Dans les régions de Kherson et de Zaporijjia, en partie occupées par les forces russes depuis le tout début de la guerre, les habitants qui ont réussi à s’échapper vers les territoires sous contrôle ukrainien racontent une atmosphère de paranoïa quasi totale ou de soumission aux caprices des soldats et des responsables civils installés par Moscou.
La Russie a imposé la loi martiale dans quatre régions d’Ukraine dont elle a revendiqué l’annexion, en septembre. Aucune n’est cependant entièrement sous contrôle russe et les combats y font toujours rage. L’impossibilité pour les médias indépendants d’accéder à ces territoires empêche la vérification des informations qui en sortent. Mais ce qu’en racontent les locaux passés côté ukrainien tranche avec ce qui est dépeint par les médias pro-Kremlin, à destination du public russe.
«C’était incroyablement effrayant. La ville entière est remplie d’étrangers armés», témoigne Anton Ovtcharov, 44 ans, ancien ingénieur de la centrale nucléaire de Zaporijjia, la plus grande d’Europe sous contrôle russe. À Katchkarivka, un village sur la rive occidentale du Dniepr, Lioudmila et Oleksandr Chevtchouk racontent que les troupes russes faisaient irruption chez les habitants, à la recherche, notamment, de leurs téléphones portables. Selon eux, les Russes craignaient que les locaux ne communiquent leur position aux forces ukrainiennes.
«Ils allaient de maison en maison avec leurs armes. Ils jetaient tous les téléphones dans un seau et s’en allaient», explique Lioudmila, 56 ans. «Nous enterrions nos téléphones. Tout le monde le faisait.

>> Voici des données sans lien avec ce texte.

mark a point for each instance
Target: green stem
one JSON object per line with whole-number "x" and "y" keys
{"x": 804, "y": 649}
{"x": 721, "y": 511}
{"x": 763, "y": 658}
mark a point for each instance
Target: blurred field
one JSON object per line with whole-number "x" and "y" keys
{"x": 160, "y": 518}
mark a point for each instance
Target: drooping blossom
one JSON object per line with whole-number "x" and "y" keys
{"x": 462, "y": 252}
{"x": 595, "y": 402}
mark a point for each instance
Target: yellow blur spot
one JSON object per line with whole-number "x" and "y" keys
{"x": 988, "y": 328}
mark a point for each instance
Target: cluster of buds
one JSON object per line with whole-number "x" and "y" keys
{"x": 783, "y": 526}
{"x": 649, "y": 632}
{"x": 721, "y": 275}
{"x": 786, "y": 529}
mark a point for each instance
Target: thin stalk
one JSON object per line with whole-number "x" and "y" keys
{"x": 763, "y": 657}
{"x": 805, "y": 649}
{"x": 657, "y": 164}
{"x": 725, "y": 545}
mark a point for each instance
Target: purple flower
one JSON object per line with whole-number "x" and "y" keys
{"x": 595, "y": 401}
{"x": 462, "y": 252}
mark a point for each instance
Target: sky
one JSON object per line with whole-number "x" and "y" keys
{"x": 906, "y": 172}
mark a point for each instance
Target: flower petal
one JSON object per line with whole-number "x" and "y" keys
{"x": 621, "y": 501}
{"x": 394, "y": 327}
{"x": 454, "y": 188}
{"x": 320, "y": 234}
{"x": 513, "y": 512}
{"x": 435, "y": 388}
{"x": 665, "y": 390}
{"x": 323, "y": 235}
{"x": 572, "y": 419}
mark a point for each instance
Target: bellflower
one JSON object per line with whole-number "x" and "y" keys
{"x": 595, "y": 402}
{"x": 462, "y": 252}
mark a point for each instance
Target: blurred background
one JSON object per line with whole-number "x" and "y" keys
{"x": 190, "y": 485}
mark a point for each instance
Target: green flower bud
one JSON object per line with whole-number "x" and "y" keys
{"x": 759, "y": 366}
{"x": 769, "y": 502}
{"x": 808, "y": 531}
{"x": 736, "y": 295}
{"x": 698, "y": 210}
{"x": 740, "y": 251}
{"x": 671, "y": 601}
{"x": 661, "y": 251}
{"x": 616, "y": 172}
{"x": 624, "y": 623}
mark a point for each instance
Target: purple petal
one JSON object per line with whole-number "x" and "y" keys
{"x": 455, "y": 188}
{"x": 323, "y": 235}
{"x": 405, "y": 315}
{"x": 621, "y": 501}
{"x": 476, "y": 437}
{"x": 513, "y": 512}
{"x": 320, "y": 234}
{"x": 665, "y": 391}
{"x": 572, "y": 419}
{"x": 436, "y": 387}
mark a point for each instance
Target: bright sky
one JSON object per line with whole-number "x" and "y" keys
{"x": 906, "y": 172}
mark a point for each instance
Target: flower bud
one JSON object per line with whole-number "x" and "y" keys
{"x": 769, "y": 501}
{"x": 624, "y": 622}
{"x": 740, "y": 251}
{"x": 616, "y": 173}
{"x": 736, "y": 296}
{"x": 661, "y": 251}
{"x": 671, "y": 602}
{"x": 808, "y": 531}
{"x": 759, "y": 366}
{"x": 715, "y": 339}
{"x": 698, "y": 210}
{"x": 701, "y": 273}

Ceux qui ne le faisaient pas à temps les perdaient.»
«On devait effacer tous nos messages»
Irina Mykhaïlena, mère de deux enfants, affirme que des soldats l’ont stoppée avec sa fille au milieu d’une rue, dans la ville de Berdiansk. «Ils ont fouillé dans son sac, à la recherche de son téléphone. Le même jour, la fille de 12 ans de mon amie marchait seule dans la rue et a également été stoppée. Ils ont aussi fouillé son sac», assure cette agente immobilière de 43 ans. «On devait effacer tous nos messages. Dieu nous garde si nous disions quelque chose contre la Russie. Personne ne se sentait en sécurité.»
Ceux qui sont parvenus à fuir assurent que les soldats russes étaient prêts à les conduire jusqu’aux positions ukrainiennes, moyennant paiement. «Avant, on pouvait leur donner de la vodka, mais maintenant, il faut vraiment payer», affirme Olga, 57 ans, qui n’a pas voulu donner son nom de famille. «Les Russes vous emmenaient et revenaient ensuite prendre vos biens», dit cette habitante de Doudtchany, depuis partiellement reconquise par les Ukrainiens.
Oleksandr Chevtchouk explique que ses amis ont remis les clés de leur voiture aux Russes, pour qu’ils les laissent passer. «On a ensuite vu les soldats circuler dans cette voiture», affirme-t-il. Selon le couple, les soldats ont aussi exercé une «pression psychologique» sur les habitants pour qu’ils évacuent vers la Crimée, annexée par la Russie en 2014.
Stations balnéaires totalement «annexées»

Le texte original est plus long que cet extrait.